De plus, l’article L. 1121-1 dispose que « nul ne peut apporter aux droits des personnes et aux libertés individuelles et collectives de restrictions qui ne seraient pas justifiées par la nature de la tâche à accomplir ni proportionné au but recherché ». En 2006, la chambre sociale de la Cour de cassation était venue préciser « qu’un fait de la vie personnelle peut entraîner un licenciement ou une sanction lorsqu’il cause un trouble caractérisée au sein de l’entreprise » (Cass. Soc. 25 janvier 2006 n°04-44918).

 

Aujourd’hui, il est vrai que l’utilisation des réseaux sociaux peut porter atteinte à la réputation de l’entreprise mais elle peut aussi être un facteur de diffusion d’actions novatrices. Autrement dit, la liberté d’expression est un droit fondamental qui suscite quelques interrogations tant en termes de management qu’au regard de la dimension planétaire du cyberespace. Il faut donc trouver un équilibre entre les libertés des salariés et la réputation de l’employeur.

La limite de la liberté d’expression est l’abus. Sa caractérisation est étroitement liée aux contenus publiés sur les réseaux. De jurisprudence constante, il est considéré qu’il y a abus dans la liberté d’expression lorsque les propos sont dénigrants, diffamatoires ou injurieux. Cependant, un angle complémentaire doit être pris en considération : le périmètre de diffusion des publications. Finalement, les propos ne sont sanctionnables que s’ils sont rendus publics. Mais, le compte Facebook est-il public ou privé ?

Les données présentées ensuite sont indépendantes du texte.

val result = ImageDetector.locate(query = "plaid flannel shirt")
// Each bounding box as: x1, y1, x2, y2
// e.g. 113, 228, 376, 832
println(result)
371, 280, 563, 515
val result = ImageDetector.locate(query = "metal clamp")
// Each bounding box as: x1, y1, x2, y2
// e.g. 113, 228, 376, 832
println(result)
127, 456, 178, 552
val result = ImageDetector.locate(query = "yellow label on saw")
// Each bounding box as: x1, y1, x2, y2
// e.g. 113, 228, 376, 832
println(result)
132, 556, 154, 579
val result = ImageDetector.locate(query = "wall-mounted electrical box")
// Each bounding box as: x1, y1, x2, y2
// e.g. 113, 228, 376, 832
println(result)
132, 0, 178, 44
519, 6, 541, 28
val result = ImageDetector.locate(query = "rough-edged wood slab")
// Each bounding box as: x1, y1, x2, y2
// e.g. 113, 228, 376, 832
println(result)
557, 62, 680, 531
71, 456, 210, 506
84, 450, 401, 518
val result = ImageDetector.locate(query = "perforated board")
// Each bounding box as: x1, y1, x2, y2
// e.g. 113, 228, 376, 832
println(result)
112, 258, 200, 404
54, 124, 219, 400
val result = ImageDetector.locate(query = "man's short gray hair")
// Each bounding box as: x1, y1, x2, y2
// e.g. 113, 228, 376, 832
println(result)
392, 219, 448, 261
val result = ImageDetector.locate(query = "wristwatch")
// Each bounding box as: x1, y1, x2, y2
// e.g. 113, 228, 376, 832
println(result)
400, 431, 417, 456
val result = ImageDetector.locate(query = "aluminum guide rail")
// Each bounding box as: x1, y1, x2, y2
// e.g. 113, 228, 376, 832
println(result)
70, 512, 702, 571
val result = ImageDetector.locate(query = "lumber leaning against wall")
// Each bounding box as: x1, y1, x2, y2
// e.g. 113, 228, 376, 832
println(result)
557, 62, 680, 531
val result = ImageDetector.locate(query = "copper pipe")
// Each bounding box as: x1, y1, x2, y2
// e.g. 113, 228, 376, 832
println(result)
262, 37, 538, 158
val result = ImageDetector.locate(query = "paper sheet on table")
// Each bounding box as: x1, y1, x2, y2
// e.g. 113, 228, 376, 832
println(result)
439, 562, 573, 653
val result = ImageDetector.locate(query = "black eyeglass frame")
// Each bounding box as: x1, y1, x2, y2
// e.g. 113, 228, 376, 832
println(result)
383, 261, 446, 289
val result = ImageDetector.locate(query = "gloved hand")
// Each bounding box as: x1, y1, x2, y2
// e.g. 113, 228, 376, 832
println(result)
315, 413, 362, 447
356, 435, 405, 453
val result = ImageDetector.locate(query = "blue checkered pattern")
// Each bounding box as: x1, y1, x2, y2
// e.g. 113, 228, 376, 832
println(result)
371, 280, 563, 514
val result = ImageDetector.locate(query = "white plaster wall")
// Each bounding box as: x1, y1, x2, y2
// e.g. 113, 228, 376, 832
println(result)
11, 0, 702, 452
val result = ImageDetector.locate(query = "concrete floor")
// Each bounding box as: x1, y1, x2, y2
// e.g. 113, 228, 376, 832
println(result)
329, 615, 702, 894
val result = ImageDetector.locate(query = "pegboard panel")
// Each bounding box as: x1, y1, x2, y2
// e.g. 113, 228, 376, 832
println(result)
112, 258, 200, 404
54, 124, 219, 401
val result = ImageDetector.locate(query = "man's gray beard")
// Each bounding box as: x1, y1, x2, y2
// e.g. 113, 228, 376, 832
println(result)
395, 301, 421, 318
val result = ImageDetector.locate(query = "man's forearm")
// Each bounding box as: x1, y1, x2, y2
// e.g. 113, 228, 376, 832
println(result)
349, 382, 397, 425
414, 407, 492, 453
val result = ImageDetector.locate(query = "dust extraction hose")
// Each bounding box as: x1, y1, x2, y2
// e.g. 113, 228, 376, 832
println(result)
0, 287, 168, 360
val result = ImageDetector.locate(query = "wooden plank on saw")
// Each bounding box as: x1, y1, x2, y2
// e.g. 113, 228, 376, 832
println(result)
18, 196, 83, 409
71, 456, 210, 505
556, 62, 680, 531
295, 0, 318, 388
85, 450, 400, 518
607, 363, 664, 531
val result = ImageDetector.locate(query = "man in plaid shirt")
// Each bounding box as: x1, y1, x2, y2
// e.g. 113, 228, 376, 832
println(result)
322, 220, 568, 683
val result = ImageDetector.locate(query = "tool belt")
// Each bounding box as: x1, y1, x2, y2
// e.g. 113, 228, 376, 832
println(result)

Si le mur est présumé public, le salarié devra prouver qu’il avait pris les mesures nécessaires pour restreindre l’accès à un nombre circonscrit d’amis

En revanche, si le mur est présumé privé, l’employeur doit démontrer que le paramétrage ne permettait pas de qualifier le compte de privé.

 

Les hypothèses sont multiples et complexes. Les chartes d’utilisation des réseaux sociaux peuvent constituer un outil de prévention et un guide de bonne conduite pour faire face aux communications 2.0.